AK Parti Konya Milletvekili Kerim Özkul, aynı zamanda Konya Barosu’na kayıtlı bir avukat bildiğiniz üzere. Konya Barosu’nun 19 Ekim’de yapılacak Genel Kurulu hakkında fikirlerini öğrenmek istedim Cuma akşamı. Kerim bey kestirip attı “Baro seçimlerine katılmayacak, bu seçimlerde oy kullanmayacağım!” Sebep? Sebebi Konya kulislerinde uzunca bir süredir tartışılan, baroya kayıtlı birçok avukatın aralarında açık açık konuştuğu “derin” bir mevzu.
Cumhurbaşkanı Recep Tayyip Erdoğan ile Başbakan Ahmet Davutoğlu’nun, Milli Güvenlik Kurulu’nda “paralel yapı” olarak teşhis ve tescil edilen birtakım oluşumlarla mücadele kararlılığını biliyoruz.
Gerek cumhurbaşkanının gerekse AK Parti’nin çiçeği burnunda Genel Başkanı’nın bu kararlılığına karşın Konya’da AK Parti’nin tepe isimlerinin birtakım pazarlıklar içinde olduğu, baro seçimlerinde bu pazarlıklar neticesi oluşturulan bir “liste”yi destekleme kararı aldıkları avukatların en çok konuştuğu konuların başında geliyor.
Özkul’un tepkisi de buna.
Anlatılanlara göre Ramazan ayında bir iftar sonrasında alınmış bu destek kararı. Yine edindiğim bilgilere göre, o listeye verilen destek sadece Kerim Özkul’u değil, AK Parti Merkez Karar ve Yürütme Kurulu Üyesi ve Konya Milletvekili Mustafa Akış’ı da rahatsız etmiş. Mustafa Bey de bir avukat, ama Konya Barosu’na değil, Ankara Barosu’na kayıtlı bir avukat. Son gelişmeler doğrultusunda, Konya Barosu’na kayıtlı olmamasına karşın, Akış önümüzdeki günlerde yapacağı yazılı bir açıklamayla rahatsızlığını dile getirebilir.
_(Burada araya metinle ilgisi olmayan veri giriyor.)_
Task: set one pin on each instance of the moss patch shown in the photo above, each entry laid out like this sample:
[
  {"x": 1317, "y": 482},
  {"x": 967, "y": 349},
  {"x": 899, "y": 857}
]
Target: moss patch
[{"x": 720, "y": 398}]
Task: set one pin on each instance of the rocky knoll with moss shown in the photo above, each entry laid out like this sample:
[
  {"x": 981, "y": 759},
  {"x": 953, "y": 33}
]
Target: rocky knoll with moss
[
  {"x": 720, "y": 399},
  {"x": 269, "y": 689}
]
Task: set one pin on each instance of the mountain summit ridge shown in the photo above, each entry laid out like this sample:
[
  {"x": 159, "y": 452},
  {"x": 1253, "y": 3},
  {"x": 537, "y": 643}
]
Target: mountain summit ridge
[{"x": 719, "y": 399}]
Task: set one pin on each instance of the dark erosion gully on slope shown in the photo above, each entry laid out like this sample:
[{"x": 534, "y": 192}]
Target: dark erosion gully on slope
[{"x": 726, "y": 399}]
Aynı şekilde dün de AK Parti Konya Milletvekili ve avukat Ayşe Türkmenoğlu ile konuştuk telefon aracılığıyla. Ayşe Hanım 17-25 Aralık operasyonları sonrası, dinleme vb. skandalların ortaya çıkarılmasına rağmen sadece Konya’da değil, Türkiye’nin genelinde bir tür “iki yüzlü siyaset”in, gelişmelere karşı tavır geliştirme tutumunun, deyim yerindeyse bir “denge siyaseti”nin yürürlüğe girdiğini ve bu durumdan kendisinin de rahatsız olduğunu iletti.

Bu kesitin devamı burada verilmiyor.